LONDON, Nov 30 (Reuters) – Copper prices steadied on Friday ahead of a meeting of global leaders at the G20 summit, where a long-standing trade dispute between China and the United States is expected to take centre stage. Tit-for-tat trade tariffs have rattled global markets and sapped demand for base metals, in some cases overriding supportive factors such as falling stocks. “The market is, to a great extent, discounting the chance of a breakthrough in talks between the U.S. and China over the weekend,” said Commerzbank’s head of commodities research Eugen Weinberg, adding that Chinese data added to the general lacklustre performance of metals on Friday. China’s official Purchasing Managers’ Index (PMI) fell to a 2016 low of 50 in November, missing market expectations and down from 50.2 in October. Three-month copper on the London Metal Exchange (LME) was up 0.3 percent at $6,230 a tonne in official rings after dipping in early trade.

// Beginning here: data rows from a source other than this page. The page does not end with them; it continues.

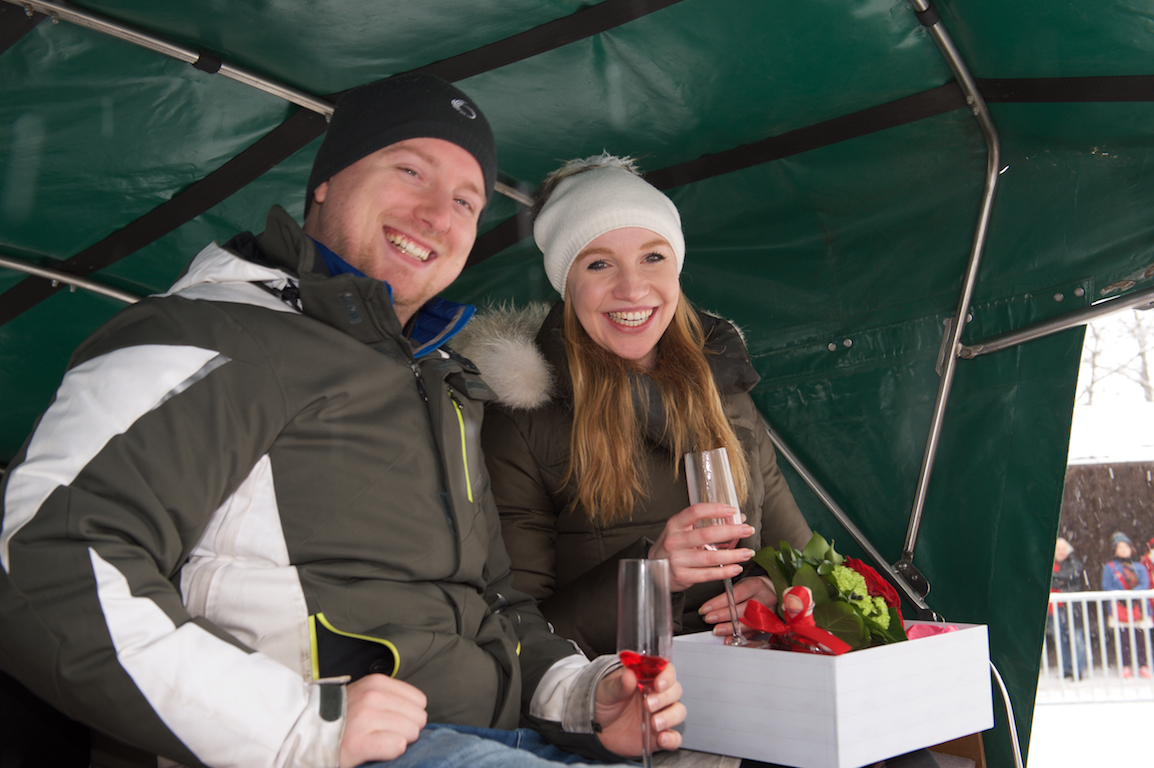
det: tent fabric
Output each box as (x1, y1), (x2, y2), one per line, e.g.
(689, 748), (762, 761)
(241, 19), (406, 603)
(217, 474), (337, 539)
(4, 2), (1154, 766)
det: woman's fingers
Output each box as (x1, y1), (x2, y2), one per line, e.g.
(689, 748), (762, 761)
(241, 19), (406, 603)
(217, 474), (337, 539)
(664, 548), (752, 591)
(651, 503), (755, 591)
(666, 505), (752, 549)
(699, 576), (777, 632)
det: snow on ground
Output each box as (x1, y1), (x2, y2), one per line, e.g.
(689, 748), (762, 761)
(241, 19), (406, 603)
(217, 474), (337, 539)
(1028, 701), (1154, 766)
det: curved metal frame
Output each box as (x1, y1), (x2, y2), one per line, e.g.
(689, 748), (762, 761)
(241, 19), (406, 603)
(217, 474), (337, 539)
(899, 0), (1003, 596)
(8, 0), (334, 114)
(1, 0), (533, 207)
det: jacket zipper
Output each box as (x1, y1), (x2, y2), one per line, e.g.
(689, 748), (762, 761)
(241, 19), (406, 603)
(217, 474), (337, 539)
(410, 362), (459, 543)
(448, 389), (474, 503)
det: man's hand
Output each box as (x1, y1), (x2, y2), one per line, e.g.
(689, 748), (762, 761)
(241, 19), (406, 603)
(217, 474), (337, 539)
(338, 674), (428, 768)
(649, 503), (754, 592)
(699, 575), (776, 638)
(593, 663), (685, 757)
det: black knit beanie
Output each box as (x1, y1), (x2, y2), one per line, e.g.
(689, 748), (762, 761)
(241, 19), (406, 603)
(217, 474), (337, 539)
(306, 73), (497, 211)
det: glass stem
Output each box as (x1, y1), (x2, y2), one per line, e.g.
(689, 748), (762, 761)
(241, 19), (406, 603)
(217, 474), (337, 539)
(640, 683), (652, 768)
(723, 576), (742, 643)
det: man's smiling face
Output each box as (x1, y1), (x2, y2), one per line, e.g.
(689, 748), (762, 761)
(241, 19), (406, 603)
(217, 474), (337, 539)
(304, 137), (486, 325)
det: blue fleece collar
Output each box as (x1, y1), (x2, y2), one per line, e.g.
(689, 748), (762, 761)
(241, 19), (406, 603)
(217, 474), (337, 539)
(311, 238), (474, 358)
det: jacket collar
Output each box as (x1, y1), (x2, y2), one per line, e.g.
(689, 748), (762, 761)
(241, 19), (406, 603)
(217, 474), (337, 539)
(229, 206), (474, 359)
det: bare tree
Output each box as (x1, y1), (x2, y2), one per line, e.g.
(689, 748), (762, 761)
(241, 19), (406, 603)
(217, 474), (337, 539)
(1078, 309), (1154, 405)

Aluminium slipped 0.1 percent to $1,938. Aluminium in London and on the Shanghai Futures Exchange (ShFE) was on track for its third straight month of declines.

TRADE DEAL: U.S. President Donald Trump, Canadian Prime Minister Justin Trudeau and Mexico President Enrique Pena Nieto signed a new trade agreement on Friday known as the United States-Mexico-Canada Agreement (USMCA).

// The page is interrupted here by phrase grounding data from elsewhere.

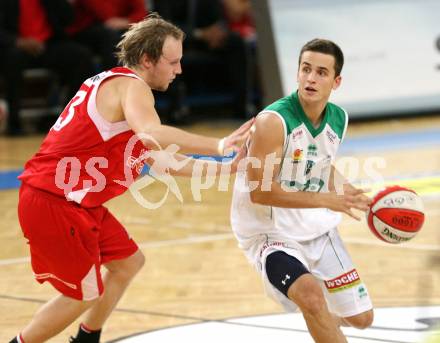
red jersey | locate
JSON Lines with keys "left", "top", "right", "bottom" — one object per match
{"left": 19, "top": 67, "right": 148, "bottom": 208}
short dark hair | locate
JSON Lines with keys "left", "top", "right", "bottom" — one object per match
{"left": 299, "top": 39, "right": 344, "bottom": 77}
{"left": 116, "top": 13, "right": 185, "bottom": 67}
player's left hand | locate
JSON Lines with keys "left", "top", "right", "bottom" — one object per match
{"left": 221, "top": 118, "right": 255, "bottom": 155}
{"left": 343, "top": 184, "right": 372, "bottom": 211}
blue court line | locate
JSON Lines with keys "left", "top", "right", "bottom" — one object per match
{"left": 1, "top": 128, "right": 439, "bottom": 191}
{"left": 0, "top": 154, "right": 229, "bottom": 191}
{"left": 339, "top": 128, "right": 440, "bottom": 155}
{"left": 0, "top": 170, "right": 22, "bottom": 190}
{"left": 140, "top": 154, "right": 229, "bottom": 175}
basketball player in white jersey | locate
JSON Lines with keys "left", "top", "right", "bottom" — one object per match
{"left": 231, "top": 39, "right": 374, "bottom": 342}
{"left": 10, "top": 14, "right": 252, "bottom": 343}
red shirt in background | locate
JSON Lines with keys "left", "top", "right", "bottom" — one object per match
{"left": 68, "top": 0, "right": 147, "bottom": 34}
{"left": 228, "top": 14, "right": 255, "bottom": 40}
{"left": 19, "top": 0, "right": 53, "bottom": 42}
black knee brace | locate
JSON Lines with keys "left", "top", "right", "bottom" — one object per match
{"left": 265, "top": 250, "right": 310, "bottom": 297}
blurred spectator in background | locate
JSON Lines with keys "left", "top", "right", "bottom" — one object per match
{"left": 154, "top": 0, "right": 256, "bottom": 120}
{"left": 223, "top": 0, "right": 256, "bottom": 42}
{"left": 0, "top": 0, "right": 94, "bottom": 136}
{"left": 223, "top": 0, "right": 261, "bottom": 113}
{"left": 68, "top": 0, "right": 148, "bottom": 71}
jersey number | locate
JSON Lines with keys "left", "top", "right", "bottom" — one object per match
{"left": 52, "top": 90, "right": 87, "bottom": 131}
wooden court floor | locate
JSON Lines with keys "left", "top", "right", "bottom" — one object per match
{"left": 0, "top": 116, "right": 439, "bottom": 342}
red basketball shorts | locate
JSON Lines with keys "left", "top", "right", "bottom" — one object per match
{"left": 18, "top": 183, "right": 139, "bottom": 300}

CHALCO SUPPLY CUTS: Aluminum Corp of China (Chalco) is cutting 470,000 tonnes of annual output, it said on Friday as Chinese aluminium prices sank to a two-year low.

ALUMINIUM: Norwegian metals company Norsk Hydro expects global primary aluminium demand growth to slow next year and says it is being hit hard by a production slowdown at a key alumina plant in Brazil.

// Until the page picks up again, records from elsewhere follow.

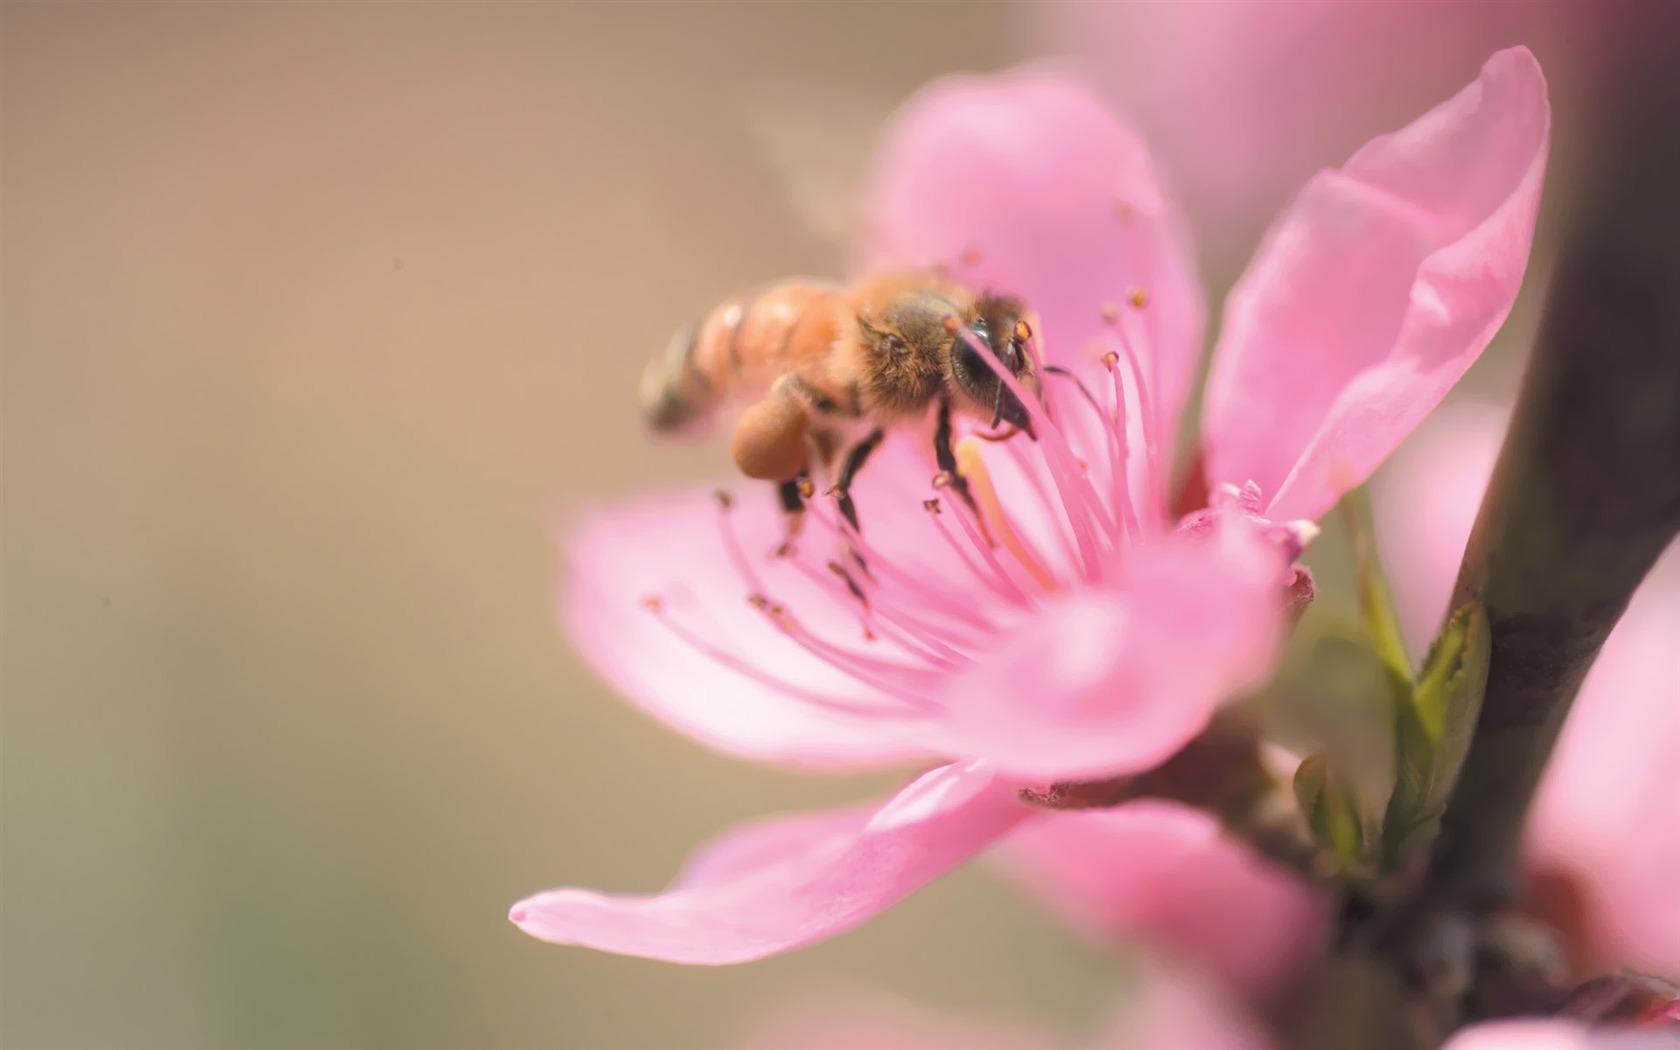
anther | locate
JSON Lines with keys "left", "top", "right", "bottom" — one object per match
{"left": 796, "top": 478, "right": 815, "bottom": 500}
{"left": 1014, "top": 319, "right": 1032, "bottom": 340}
{"left": 774, "top": 542, "right": 797, "bottom": 559}
{"left": 932, "top": 472, "right": 953, "bottom": 489}
{"left": 1100, "top": 302, "right": 1120, "bottom": 325}
{"left": 960, "top": 247, "right": 983, "bottom": 267}
{"left": 641, "top": 595, "right": 664, "bottom": 612}
{"left": 941, "top": 315, "right": 963, "bottom": 334}
{"left": 713, "top": 489, "right": 735, "bottom": 510}
{"left": 923, "top": 498, "right": 942, "bottom": 514}
{"left": 747, "top": 593, "right": 770, "bottom": 610}
{"left": 1101, "top": 350, "right": 1120, "bottom": 368}
{"left": 1115, "top": 200, "right": 1137, "bottom": 223}
{"left": 1128, "top": 287, "right": 1150, "bottom": 309}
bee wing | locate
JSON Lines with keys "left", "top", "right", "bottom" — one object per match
{"left": 739, "top": 78, "right": 896, "bottom": 252}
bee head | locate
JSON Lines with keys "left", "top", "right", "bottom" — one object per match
{"left": 949, "top": 295, "right": 1041, "bottom": 438}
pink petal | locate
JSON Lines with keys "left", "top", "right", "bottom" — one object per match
{"left": 1526, "top": 546, "right": 1680, "bottom": 976}
{"left": 1101, "top": 960, "right": 1276, "bottom": 1050}
{"left": 994, "top": 801, "right": 1328, "bottom": 999}
{"left": 1444, "top": 1019, "right": 1680, "bottom": 1050}
{"left": 508, "top": 760, "right": 1031, "bottom": 964}
{"left": 1374, "top": 398, "right": 1509, "bottom": 652}
{"left": 857, "top": 65, "right": 1206, "bottom": 457}
{"left": 1028, "top": 2, "right": 1567, "bottom": 255}
{"left": 739, "top": 989, "right": 1054, "bottom": 1050}
{"left": 1202, "top": 46, "right": 1550, "bottom": 523}
{"left": 562, "top": 483, "right": 939, "bottom": 770}
{"left": 930, "top": 525, "right": 1287, "bottom": 782}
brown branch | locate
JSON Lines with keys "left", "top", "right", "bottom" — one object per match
{"left": 1415, "top": 14, "right": 1680, "bottom": 916}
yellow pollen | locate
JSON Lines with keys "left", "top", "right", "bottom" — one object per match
{"left": 955, "top": 438, "right": 1056, "bottom": 592}
{"left": 796, "top": 478, "right": 815, "bottom": 499}
{"left": 932, "top": 471, "right": 953, "bottom": 489}
{"left": 923, "top": 498, "right": 941, "bottom": 514}
{"left": 1115, "top": 200, "right": 1137, "bottom": 223}
{"left": 642, "top": 595, "right": 664, "bottom": 611}
{"left": 960, "top": 247, "right": 984, "bottom": 267}
{"left": 1014, "top": 319, "right": 1032, "bottom": 340}
{"left": 1100, "top": 302, "right": 1120, "bottom": 324}
{"left": 1128, "top": 287, "right": 1150, "bottom": 309}
{"left": 1101, "top": 350, "right": 1120, "bottom": 368}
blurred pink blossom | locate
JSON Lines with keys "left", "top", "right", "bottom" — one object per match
{"left": 1027, "top": 1, "right": 1573, "bottom": 261}
{"left": 1377, "top": 403, "right": 1680, "bottom": 978}
{"left": 739, "top": 960, "right": 1273, "bottom": 1050}
{"left": 512, "top": 51, "right": 1549, "bottom": 964}
{"left": 1443, "top": 1017, "right": 1680, "bottom": 1050}
{"left": 992, "top": 801, "right": 1328, "bottom": 999}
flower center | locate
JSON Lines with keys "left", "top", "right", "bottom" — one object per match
{"left": 638, "top": 292, "right": 1171, "bottom": 717}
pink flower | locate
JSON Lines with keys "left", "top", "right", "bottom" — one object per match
{"left": 739, "top": 960, "right": 1274, "bottom": 1050}
{"left": 991, "top": 801, "right": 1328, "bottom": 999}
{"left": 512, "top": 50, "right": 1549, "bottom": 963}
{"left": 1377, "top": 403, "right": 1680, "bottom": 980}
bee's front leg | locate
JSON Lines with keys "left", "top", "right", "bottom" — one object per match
{"left": 832, "top": 427, "right": 886, "bottom": 536}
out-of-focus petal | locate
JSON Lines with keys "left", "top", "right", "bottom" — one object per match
{"left": 508, "top": 760, "right": 1030, "bottom": 964}
{"left": 1027, "top": 2, "right": 1567, "bottom": 258}
{"left": 1101, "top": 959, "right": 1276, "bottom": 1050}
{"left": 1374, "top": 398, "right": 1509, "bottom": 652}
{"left": 1444, "top": 1019, "right": 1680, "bottom": 1050}
{"left": 857, "top": 65, "right": 1206, "bottom": 459}
{"left": 931, "top": 526, "right": 1286, "bottom": 782}
{"left": 1202, "top": 46, "right": 1549, "bottom": 523}
{"left": 994, "top": 801, "right": 1327, "bottom": 998}
{"left": 739, "top": 989, "right": 1054, "bottom": 1050}
{"left": 563, "top": 482, "right": 940, "bottom": 770}
{"left": 1527, "top": 545, "right": 1680, "bottom": 976}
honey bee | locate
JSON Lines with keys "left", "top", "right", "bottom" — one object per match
{"left": 640, "top": 271, "right": 1042, "bottom": 534}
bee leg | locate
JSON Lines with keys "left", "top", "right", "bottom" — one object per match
{"left": 773, "top": 470, "right": 811, "bottom": 556}
{"left": 933, "top": 399, "right": 978, "bottom": 515}
{"left": 834, "top": 427, "right": 886, "bottom": 535}
{"left": 935, "top": 398, "right": 995, "bottom": 546}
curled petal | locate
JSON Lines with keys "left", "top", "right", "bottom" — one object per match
{"left": 562, "top": 486, "right": 939, "bottom": 770}
{"left": 930, "top": 526, "right": 1286, "bottom": 782}
{"left": 508, "top": 760, "right": 1031, "bottom": 964}
{"left": 994, "top": 801, "right": 1328, "bottom": 998}
{"left": 857, "top": 64, "right": 1206, "bottom": 453}
{"left": 1202, "top": 46, "right": 1550, "bottom": 522}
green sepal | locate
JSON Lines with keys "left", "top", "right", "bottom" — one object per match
{"left": 1340, "top": 487, "right": 1413, "bottom": 682}
{"left": 1382, "top": 602, "right": 1491, "bottom": 867}
{"left": 1294, "top": 754, "right": 1371, "bottom": 873}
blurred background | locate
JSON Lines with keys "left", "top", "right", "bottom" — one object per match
{"left": 1, "top": 4, "right": 1585, "bottom": 1048}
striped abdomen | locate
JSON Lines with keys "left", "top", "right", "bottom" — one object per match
{"left": 640, "top": 281, "right": 845, "bottom": 436}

ZINC SPREADS: Falling stocks pushed the premium for cash zinc over the three month price to $101 a tonne, its highest since 1998. CMZN0-3

STOCKS: Inventories of zinc in LME-monitored warehouses are close to a 10-year low of 88,600 tonnes. In warehouses monitored by ShFE, zinc stocks fell 25 percent from last Friday to 26,779 tonnes. CODELCO: Chile’s Codelco, the world’s largest copper producer, said mine output fell 3 percent in the first nine months of the year as ore grades fell sharply.

STEEL: The United States is moving to moderate its steel trade tariffs but countries in Europe and beyond are wary of reducing protection for their steelmakers while U.S.-China trade tensions prevail.